AIIB urged to stop financing fossil fuels immediately, help build economic resilience
As the 2020 Asian Infrastructure Investment Bank's Annual Meeting is held today, a group of peoples' movements across Asia called on the Beijing-based multilateral financial institution to end its financing of fossil fuel projects and help build economic resilience as countries grapple with recovery plans in response to the coronavirus pandemic.
PRESS RELEASE
July 28, 2020
As the 2020 Asian Infrastructure Investment Bank's (AIIB) Annual Meeting is held today, a group of peoples' movements across Asia called on the Beijing-based multilateral financial institution to end its financing of fossil fuel projects and help build economic resilience as countries grapple with recovery plans in response to the coronavirus pandemic.
"We are living in the most climate-vulnerable countries in the Global South that suffer from fossil fuel projects supported by financiers like the Asian Infrastructure Investment Bank. The toxic impacts of these projects not only undermine global climate goals, but also exacerbate the consequences of the coronavirus crisis. We need climate-friendly responses both for the Covid-19 pandemic recovery and the climate crisis," the open letter of the Asian People's Movement on Debt and Development (APMDD) said, addressing the board and officers of the AIIB.

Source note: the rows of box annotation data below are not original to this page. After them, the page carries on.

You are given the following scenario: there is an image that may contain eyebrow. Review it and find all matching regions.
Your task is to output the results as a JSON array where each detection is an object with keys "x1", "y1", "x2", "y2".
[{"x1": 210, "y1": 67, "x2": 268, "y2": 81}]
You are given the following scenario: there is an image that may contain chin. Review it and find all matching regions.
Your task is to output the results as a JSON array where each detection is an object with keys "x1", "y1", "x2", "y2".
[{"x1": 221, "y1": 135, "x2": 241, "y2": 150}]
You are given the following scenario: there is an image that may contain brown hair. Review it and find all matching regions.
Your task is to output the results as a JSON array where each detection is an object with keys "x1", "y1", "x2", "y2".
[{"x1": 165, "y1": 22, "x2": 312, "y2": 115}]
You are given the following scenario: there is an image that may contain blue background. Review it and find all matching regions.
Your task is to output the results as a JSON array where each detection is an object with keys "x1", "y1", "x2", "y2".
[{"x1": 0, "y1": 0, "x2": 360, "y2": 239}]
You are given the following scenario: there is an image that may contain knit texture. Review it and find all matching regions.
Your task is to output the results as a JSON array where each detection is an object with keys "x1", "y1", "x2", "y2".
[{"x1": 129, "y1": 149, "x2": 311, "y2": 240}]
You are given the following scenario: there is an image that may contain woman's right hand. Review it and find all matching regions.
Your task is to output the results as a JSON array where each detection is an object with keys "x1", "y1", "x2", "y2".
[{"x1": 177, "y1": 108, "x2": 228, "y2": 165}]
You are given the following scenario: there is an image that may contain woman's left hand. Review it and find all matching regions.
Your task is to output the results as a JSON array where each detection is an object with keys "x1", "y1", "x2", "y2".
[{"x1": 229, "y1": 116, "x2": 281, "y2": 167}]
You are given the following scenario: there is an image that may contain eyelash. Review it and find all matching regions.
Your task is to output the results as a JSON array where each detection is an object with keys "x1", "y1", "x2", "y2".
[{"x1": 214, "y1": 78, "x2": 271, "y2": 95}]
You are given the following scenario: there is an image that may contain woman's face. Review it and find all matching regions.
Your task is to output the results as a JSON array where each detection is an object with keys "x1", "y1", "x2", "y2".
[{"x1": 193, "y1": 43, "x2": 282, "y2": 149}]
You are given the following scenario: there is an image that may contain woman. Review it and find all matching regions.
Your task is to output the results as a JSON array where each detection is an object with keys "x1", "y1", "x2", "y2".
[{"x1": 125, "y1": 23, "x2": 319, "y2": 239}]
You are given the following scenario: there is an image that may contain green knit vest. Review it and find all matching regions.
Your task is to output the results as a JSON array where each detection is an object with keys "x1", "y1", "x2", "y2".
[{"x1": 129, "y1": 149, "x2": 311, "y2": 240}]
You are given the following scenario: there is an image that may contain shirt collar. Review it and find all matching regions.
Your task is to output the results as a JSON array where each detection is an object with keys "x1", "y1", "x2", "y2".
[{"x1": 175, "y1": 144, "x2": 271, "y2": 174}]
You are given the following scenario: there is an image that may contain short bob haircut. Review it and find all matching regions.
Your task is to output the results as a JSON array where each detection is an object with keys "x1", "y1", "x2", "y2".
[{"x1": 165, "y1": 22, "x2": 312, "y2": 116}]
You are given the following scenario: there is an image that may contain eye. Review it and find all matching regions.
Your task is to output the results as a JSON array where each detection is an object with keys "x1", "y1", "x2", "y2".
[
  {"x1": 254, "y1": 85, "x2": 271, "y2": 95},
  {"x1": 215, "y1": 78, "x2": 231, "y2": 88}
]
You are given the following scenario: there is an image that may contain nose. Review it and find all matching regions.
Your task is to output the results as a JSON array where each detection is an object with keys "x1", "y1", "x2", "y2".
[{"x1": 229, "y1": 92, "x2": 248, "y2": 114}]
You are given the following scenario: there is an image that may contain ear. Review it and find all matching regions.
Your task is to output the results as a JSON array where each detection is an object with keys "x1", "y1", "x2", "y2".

"We are fighting for survival, justice and an end to inequality. We ask AIIB to take concrete measures to end its support for harmful fossil fuel projects and to help governments tackle the immediate health and economic challenges posed by the pandemic, instead of funding the climate crisis" said Lidy Nacpil, coordinator of APMDD.
Nacpil said AIIB should immediately close the loopholes in its energy policy in order to stop financing fossil fuels.
"Its current energy policy leaves the door open to financing coal, oil and gas despite publicly promoting itself as a facilitator and supporter of the Paris Agreement. Its policy allows it to consider so-called carbon efficient oil-fired and coal-fired power plants if these will replace existing less efficient capacity, or if no viable or affordable alternative exists in specific cases. This is why AIIB has been able to embark on fossil fuel projects that undermine global climate goals," added Nacpil.
The AIIB website says the 2020 AIIB Annual Meeting brings together AIIB's Governors and Senior Management in a virtual session to discuss "how to build a more inclusive and resilient tomorrow," in response to the COVID-19 pandemic. Originally planned to be held in-person, the virtual meeting will be the first for AIIB.
"The APMDD letter urges AIIB to make a crucial decision to quit fossil fuels and to prioritize investments in clean energy and climate resilient infrastructure because we are racing against time to avoid a climate catastrophe. We believe such a decision will have far reaching consequences in terms of climate mitigation, as well as sustainable and just recovery for developing countries," said Nacpil.
APMDD cited the 2019 annual emissions gap report of the UN Environment Programme (UNEP), which finds that global emissions must fall by 7.6 percent a year until 2030 to stay within the goal of the Paris agreement of keeping temperature rises within the 1.5C ceiling, the safest level to avoid disastrous consequences, according to scientists.
© Jelle van der Wolf / VanderWolf Images"Emissions continue to rise because crucial financial institutions, such as AIIB, have yet to go beyond the rhetoric of the Paris goals and continue to invest in coal, oil and gas," the open letter said.
The group called out AIIB's lack of clear strategy on how it plans to achieve its own climate mitigation goals despite pledging in 2017, along with other multilateral development banks, to align its policies and activities with the Paris Agreement.
"A report by Bank Information Center Europe finds that for every $1 the AIIB has invested in renewables, it has invested at least twice as much in fossil fuels. AIIB also finances fossil fuels through the back door: it currently channels 15 percent of its total spending via indirect lending through financial intermediaries, like infrastructure and private equity funds," it said.
APMDD called AIIB "a huge disappointment for a post-Paris financial institution that promotes itself as a leader in clean and green infrastructure finance" based on the following actions:
- The USD 20M investment in the expansion of Shwe Taung Cement Company's plant in Myanmar's Mandalay Region. The expansion involved the investment in a new kiln that aims to increase production capacity from 1,500 to 4,000 tons per day of cement material, which translates to a substantial increase in the volume of coal burned and greenhouse gases emitted.
- The 2016 investment in Summit Power International, a Singaporean holding company which operates 13 power plants in Bangladesh — all of which run on oil and liquefied natural gas.
- The USD 100 million capital investment for India's National Investment and Infrastructure Fund. Groups across India raised concerns over a significant risk associated with the NIIF: its mandate of reviving long-stalled public infrastructure, particularly coal, power, petroleum, railways and road projects.